As the ticking of minutes drills into your skull—a perfect back beat to the rising roar from the kitchen—you give in to laziness, give up your plan and submit to human interaction for at least one day more.
Lust
You follow them on your Facebook feed: girls in white dresses, boys in tailored suits, accessories for sale once the big event is over. You even get invited to attend a wedding one Sunday. The invitation looks nice—thick, laminated paper and a close-up photo of the groom and his bride—so you decide to go even though the date and time inconvenience you. It’s as beautiful as a Baptist wedding can be.
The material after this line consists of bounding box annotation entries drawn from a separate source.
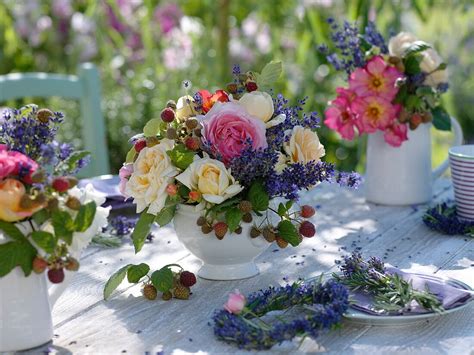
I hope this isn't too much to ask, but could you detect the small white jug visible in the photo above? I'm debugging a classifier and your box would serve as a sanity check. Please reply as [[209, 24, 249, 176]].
[[364, 118, 463, 205], [0, 222, 79, 352]]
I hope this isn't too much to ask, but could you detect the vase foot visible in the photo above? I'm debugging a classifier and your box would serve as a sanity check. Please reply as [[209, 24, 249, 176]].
[[198, 262, 260, 281]]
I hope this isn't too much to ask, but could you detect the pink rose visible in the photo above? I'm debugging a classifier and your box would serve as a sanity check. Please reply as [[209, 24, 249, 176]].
[[224, 290, 245, 314], [202, 102, 268, 164], [119, 164, 133, 198]]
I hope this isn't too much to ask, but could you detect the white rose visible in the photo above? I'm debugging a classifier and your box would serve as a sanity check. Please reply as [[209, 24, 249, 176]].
[[176, 157, 243, 204], [420, 48, 448, 87], [388, 32, 418, 58], [239, 91, 274, 122], [125, 138, 179, 215], [284, 126, 326, 163]]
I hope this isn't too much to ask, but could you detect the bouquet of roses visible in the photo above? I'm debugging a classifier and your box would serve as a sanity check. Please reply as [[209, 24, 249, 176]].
[[320, 19, 451, 147], [120, 62, 359, 251], [0, 105, 108, 283]]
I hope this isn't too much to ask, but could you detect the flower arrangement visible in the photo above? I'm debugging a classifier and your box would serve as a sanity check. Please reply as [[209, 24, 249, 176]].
[[120, 62, 359, 251], [320, 19, 451, 147], [0, 105, 108, 283], [213, 280, 349, 350]]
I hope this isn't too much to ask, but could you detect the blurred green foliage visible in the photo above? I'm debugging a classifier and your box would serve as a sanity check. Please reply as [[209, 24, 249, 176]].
[[0, 0, 474, 172]]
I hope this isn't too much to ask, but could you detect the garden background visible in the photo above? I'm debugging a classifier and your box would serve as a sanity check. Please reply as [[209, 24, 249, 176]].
[[0, 0, 474, 173]]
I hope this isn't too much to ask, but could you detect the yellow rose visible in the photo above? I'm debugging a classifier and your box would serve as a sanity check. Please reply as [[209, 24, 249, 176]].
[[176, 158, 243, 204], [176, 95, 197, 122], [284, 126, 326, 163], [125, 138, 179, 215], [0, 179, 43, 222]]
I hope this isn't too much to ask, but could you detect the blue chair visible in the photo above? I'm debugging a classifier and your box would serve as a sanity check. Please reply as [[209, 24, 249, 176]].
[[0, 63, 110, 177]]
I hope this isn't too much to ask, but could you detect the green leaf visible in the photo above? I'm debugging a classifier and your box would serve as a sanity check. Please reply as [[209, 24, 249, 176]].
[[225, 207, 244, 232], [31, 231, 57, 254], [403, 41, 431, 58], [151, 266, 173, 292], [0, 221, 25, 241], [104, 264, 131, 300], [278, 220, 300, 247], [131, 210, 155, 253], [166, 144, 196, 170], [247, 181, 270, 211], [155, 204, 176, 227], [51, 211, 76, 245], [431, 106, 451, 131], [143, 118, 163, 137], [127, 263, 150, 284], [125, 147, 137, 164], [74, 201, 97, 232]]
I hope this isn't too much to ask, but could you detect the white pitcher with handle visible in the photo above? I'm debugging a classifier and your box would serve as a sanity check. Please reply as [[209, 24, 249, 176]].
[[364, 117, 463, 205]]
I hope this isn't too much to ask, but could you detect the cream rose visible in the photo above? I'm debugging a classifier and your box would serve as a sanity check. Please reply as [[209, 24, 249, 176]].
[[284, 126, 326, 163], [176, 95, 196, 122], [176, 157, 243, 204], [388, 32, 418, 58], [239, 91, 274, 122], [125, 139, 179, 215]]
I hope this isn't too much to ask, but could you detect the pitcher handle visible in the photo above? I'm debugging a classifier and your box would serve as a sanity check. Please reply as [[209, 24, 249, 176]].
[[433, 117, 463, 180]]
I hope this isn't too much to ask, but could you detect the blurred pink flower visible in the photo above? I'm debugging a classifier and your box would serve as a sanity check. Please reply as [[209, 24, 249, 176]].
[[202, 102, 268, 164], [349, 56, 403, 101], [224, 290, 245, 314]]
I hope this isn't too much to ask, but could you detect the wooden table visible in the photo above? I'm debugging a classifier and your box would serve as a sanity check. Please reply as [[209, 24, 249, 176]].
[[34, 180, 474, 354]]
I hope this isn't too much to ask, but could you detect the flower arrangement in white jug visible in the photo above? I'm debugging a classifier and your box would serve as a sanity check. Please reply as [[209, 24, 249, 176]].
[[319, 18, 451, 147], [0, 105, 108, 283], [120, 62, 359, 251]]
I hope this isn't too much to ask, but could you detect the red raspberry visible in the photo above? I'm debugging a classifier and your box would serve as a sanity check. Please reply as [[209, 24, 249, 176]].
[[214, 222, 228, 239], [184, 137, 199, 150], [134, 139, 146, 153], [301, 205, 316, 218], [161, 107, 175, 123], [245, 81, 258, 92], [179, 271, 196, 287], [53, 177, 70, 192], [48, 268, 64, 284], [300, 221, 316, 238]]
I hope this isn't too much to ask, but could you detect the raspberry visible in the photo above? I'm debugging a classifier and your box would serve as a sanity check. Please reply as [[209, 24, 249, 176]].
[[301, 205, 316, 218], [239, 200, 252, 213], [184, 137, 199, 150], [133, 139, 146, 153], [299, 221, 316, 238], [161, 291, 173, 301], [276, 235, 288, 249], [52, 177, 69, 192], [250, 227, 260, 238], [66, 257, 79, 271], [245, 81, 258, 92], [214, 222, 228, 239], [179, 271, 196, 287], [33, 256, 48, 274], [173, 283, 191, 300], [143, 284, 158, 301], [161, 107, 175, 123], [48, 268, 64, 284]]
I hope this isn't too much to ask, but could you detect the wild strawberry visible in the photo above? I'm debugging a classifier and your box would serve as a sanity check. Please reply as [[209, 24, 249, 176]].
[[214, 222, 229, 239], [143, 284, 158, 301], [161, 107, 175, 123], [301, 205, 316, 218], [184, 137, 199, 150], [48, 268, 64, 284], [33, 256, 48, 274], [133, 139, 146, 153], [179, 271, 196, 287], [299, 221, 316, 238], [52, 177, 69, 192]]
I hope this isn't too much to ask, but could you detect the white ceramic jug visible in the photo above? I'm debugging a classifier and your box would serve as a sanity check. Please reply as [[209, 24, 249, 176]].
[[0, 222, 79, 352], [364, 118, 463, 205]]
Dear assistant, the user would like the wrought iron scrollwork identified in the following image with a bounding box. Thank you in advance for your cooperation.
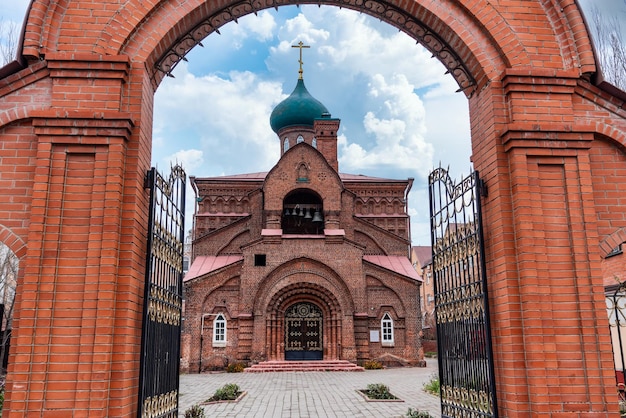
[429,168,498,418]
[138,166,186,418]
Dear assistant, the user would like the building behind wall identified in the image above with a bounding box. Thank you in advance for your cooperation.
[411,245,437,353]
[181,59,423,372]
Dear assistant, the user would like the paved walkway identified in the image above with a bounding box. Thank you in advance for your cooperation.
[179,359,441,418]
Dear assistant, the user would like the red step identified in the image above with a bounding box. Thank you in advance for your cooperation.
[244,360,364,373]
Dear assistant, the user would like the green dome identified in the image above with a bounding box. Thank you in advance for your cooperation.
[270,79,329,133]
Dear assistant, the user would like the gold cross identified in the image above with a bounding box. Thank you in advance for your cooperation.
[291,41,311,80]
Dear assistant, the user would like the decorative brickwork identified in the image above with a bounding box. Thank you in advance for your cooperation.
[0,0,626,418]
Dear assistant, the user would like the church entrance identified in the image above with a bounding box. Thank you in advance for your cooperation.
[285,302,324,361]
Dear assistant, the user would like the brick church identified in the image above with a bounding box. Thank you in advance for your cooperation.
[181,49,423,373]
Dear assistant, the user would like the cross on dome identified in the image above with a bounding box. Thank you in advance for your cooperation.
[291,41,311,80]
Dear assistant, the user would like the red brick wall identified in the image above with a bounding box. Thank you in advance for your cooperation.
[0,0,626,417]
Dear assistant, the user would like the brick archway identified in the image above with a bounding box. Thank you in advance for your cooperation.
[265,283,342,360]
[0,0,626,417]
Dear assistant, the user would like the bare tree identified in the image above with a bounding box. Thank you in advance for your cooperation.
[0,18,18,67]
[591,0,626,91]
[0,243,19,370]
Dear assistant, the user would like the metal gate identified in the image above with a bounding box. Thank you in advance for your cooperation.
[137,166,186,418]
[285,302,324,360]
[429,168,498,418]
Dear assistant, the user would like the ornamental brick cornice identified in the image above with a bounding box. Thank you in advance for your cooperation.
[501,123,594,152]
[32,109,134,144]
[502,68,580,94]
[46,52,130,79]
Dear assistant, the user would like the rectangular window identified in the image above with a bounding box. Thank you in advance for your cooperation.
[254,254,266,267]
[213,314,226,347]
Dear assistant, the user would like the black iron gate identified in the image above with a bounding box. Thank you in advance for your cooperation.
[137,166,186,418]
[429,168,498,418]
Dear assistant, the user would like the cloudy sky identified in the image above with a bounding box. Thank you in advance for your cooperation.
[0,0,626,245]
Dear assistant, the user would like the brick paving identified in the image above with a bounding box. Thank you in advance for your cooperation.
[179,360,441,418]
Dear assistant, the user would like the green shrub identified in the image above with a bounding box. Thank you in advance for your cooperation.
[365,383,398,399]
[405,408,433,418]
[424,374,440,396]
[185,405,205,418]
[226,363,246,373]
[209,383,241,402]
[363,360,383,370]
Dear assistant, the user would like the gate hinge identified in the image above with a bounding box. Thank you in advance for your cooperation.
[143,169,154,189]
[478,179,489,197]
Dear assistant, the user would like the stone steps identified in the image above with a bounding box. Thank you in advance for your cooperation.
[244,360,364,373]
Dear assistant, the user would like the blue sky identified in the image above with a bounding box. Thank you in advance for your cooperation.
[0,0,626,245]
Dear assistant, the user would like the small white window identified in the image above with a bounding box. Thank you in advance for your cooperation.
[213,313,226,347]
[380,312,393,347]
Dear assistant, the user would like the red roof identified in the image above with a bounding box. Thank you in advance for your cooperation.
[363,255,422,282]
[413,245,433,268]
[183,255,243,282]
[195,171,406,183]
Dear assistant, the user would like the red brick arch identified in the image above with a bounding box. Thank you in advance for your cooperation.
[0,0,626,418]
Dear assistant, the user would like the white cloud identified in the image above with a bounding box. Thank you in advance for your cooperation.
[155,63,282,175]
[163,149,204,172]
[231,10,276,49]
[339,74,434,176]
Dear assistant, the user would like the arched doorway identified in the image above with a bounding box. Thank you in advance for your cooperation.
[0,0,626,417]
[285,302,324,360]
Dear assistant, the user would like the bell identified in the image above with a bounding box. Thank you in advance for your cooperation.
[311,210,324,222]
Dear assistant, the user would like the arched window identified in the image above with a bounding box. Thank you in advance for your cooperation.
[213,313,226,347]
[380,312,393,347]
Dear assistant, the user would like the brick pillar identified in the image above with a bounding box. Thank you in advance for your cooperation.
[3,54,152,417]
[470,73,617,417]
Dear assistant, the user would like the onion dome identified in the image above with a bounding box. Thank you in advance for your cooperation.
[270,78,329,133]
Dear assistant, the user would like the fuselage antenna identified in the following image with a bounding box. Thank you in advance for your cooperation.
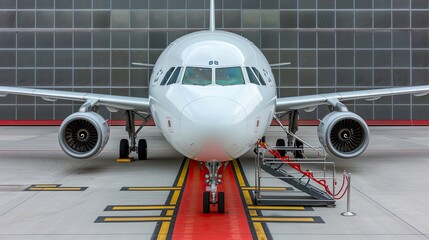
[210,0,216,32]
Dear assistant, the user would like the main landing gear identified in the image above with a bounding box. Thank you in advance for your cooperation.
[119,110,150,160]
[203,161,226,213]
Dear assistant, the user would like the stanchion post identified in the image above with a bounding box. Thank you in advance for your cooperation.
[341,171,356,217]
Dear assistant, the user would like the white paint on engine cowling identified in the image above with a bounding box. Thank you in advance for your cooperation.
[317,112,369,158]
[58,112,110,159]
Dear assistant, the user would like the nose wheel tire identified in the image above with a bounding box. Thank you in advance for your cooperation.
[137,139,147,160]
[203,192,210,213]
[217,192,225,213]
[119,139,130,158]
[203,192,225,213]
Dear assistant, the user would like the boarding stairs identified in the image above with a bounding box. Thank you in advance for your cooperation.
[254,118,336,207]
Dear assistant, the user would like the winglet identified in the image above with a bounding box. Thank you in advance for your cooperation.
[210,0,216,32]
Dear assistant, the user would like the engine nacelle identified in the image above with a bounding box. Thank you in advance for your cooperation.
[58,112,110,159]
[317,112,369,158]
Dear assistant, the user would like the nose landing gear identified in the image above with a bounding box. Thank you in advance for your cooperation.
[203,161,225,213]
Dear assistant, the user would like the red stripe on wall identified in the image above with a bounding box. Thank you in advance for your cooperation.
[0,120,429,126]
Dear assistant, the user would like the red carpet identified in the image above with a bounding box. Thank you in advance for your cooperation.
[172,161,253,239]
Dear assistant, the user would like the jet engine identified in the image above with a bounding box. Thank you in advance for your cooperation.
[58,112,110,159]
[317,112,369,158]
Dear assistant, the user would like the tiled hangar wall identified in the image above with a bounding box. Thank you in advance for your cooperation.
[0,0,429,120]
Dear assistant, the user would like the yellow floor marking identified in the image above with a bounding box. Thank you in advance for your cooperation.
[157,158,191,240]
[156,222,170,240]
[112,206,175,211]
[232,160,246,187]
[170,190,180,205]
[104,217,171,222]
[241,186,287,191]
[126,187,182,191]
[253,222,268,240]
[176,158,190,187]
[248,206,305,211]
[252,217,314,222]
[165,210,174,216]
[28,187,82,191]
[249,210,258,217]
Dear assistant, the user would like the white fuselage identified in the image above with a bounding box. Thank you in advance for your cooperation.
[149,31,277,161]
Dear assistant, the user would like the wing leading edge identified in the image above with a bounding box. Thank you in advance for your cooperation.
[276,85,429,112]
[0,86,150,113]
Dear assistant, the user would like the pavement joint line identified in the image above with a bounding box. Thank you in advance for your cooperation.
[22,184,88,192]
[104,205,176,211]
[121,186,182,191]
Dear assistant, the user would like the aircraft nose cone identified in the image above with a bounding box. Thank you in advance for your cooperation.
[180,97,247,161]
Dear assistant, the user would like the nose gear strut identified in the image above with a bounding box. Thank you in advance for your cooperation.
[203,161,226,213]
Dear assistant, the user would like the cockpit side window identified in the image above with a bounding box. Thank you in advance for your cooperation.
[167,67,182,85]
[182,67,212,86]
[161,67,174,86]
[252,67,267,86]
[216,67,244,86]
[246,67,261,85]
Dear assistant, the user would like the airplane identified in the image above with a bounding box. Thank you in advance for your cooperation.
[0,0,429,213]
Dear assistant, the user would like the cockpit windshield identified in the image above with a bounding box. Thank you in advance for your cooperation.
[182,67,245,86]
[216,67,244,86]
[182,67,212,86]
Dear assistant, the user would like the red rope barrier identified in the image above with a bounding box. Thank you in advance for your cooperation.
[258,142,349,200]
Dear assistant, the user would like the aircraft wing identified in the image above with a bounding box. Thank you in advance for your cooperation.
[0,86,150,113]
[276,85,429,112]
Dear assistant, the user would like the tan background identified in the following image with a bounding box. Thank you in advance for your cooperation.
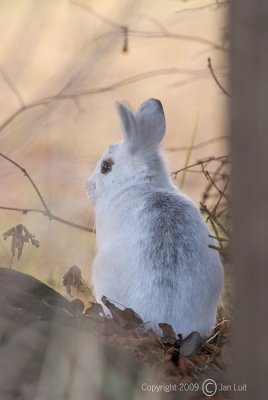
[0,0,229,289]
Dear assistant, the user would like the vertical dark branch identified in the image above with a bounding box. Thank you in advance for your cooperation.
[231,0,268,400]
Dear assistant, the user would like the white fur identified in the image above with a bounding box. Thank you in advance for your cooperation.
[88,99,223,336]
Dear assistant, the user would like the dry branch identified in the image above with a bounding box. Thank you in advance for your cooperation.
[0,153,95,233]
[208,57,231,97]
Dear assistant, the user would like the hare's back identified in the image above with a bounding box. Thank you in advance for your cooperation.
[140,191,209,276]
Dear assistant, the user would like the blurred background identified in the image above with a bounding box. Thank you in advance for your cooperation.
[0,0,229,291]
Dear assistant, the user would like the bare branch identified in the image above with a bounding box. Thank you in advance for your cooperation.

You are proud of the new couple, but behind the haze of wedding bliss lurks a hint of anger and jealousy, twined together and bathed in the pink glow of lust. You wonder what hands would feel like clamped to the corners of your hips, pulling frantically at the skin there. You ponder which is softer, the skin of one’s lips or the thin membrane of flesh that sweeps along a straining neck. You crave both a carnal entwining of tongues (as passionate as those in the science-fiction romance you once bought for $1.25 at Dollar General) and the slightest brush of fingertips as you walk home after a first date. You sneeze when your thoughts stray a little too far into tumultuous red before turning over, an afterglow of fuzziness dragging you into a deep slumber.
Wrath
She hit you, that means you can fight back. The throbbing rhythm of the welt emerging from your reddening forehead seems to beat in agreement. Remember what she did back then? The staccato speaks as a trusted friend whispering secrets straight into your ear. Remember how she bit you, how she dug her fingernails into your arm. Why do you sit defenseless? You have already grabbed the hairbrush before anything else can reply to your pain’s questions. The target, in all of its monstrous glory, sits unaware in the old brown sofa. It bears no face to your sight, just a pool of black and a line of sharpened teeth. Its grin speaks of the evil thoughts that must be whirling within its wicked brain and it gazes upwards only as you fling your spiked missile directly at its awful expression.
What are you doing? Some other voice cries out from the back of your brain, from the place where your memories dwell. The target morphs from shadow, from snarling beast into your sister that you’ve been raised to cherish, your sister that bonds with you over games and a shared love of creation. Your breath releases only when the brush thunks behind her head, missing skin. Your sister is unscathed, and you are sent to your room for a moment of reflection.
The wall is now peeled in the place where the hairbrush landed—has been for several years. You think perhaps you are the only one who remembers what happened. The faint remnants of anger won’t let you forget.
Pride
The interview is going well, you think. It’s sometimes hard to tell when the person interviewing you maintains eye-contact while you talk—only wavering when switching topics—but you see more smiles than frowns, and the boss already likes your dad so perhaps she likes you too. The questions never stray from the norm: a mix of proposed scenarios and personal inquiries, what-would-you-do-ifs and describe-a-time-whens. You are only a few minutes in when one of your favorite questions comes out: “What is your biggest flaw?”
It doesn’t take you long at all to formulate an answer. You’ve spent a lot of time preparing for this one; you’ve found it’s easier to preen with money on the line. You say a word that lets you flaunt, a symbol of having power and knowing it. Your mind never wanders to other possibilities, even if they exist.
“Pride.” It’s a singular fault, a singular explanation. Surely the job will be yours.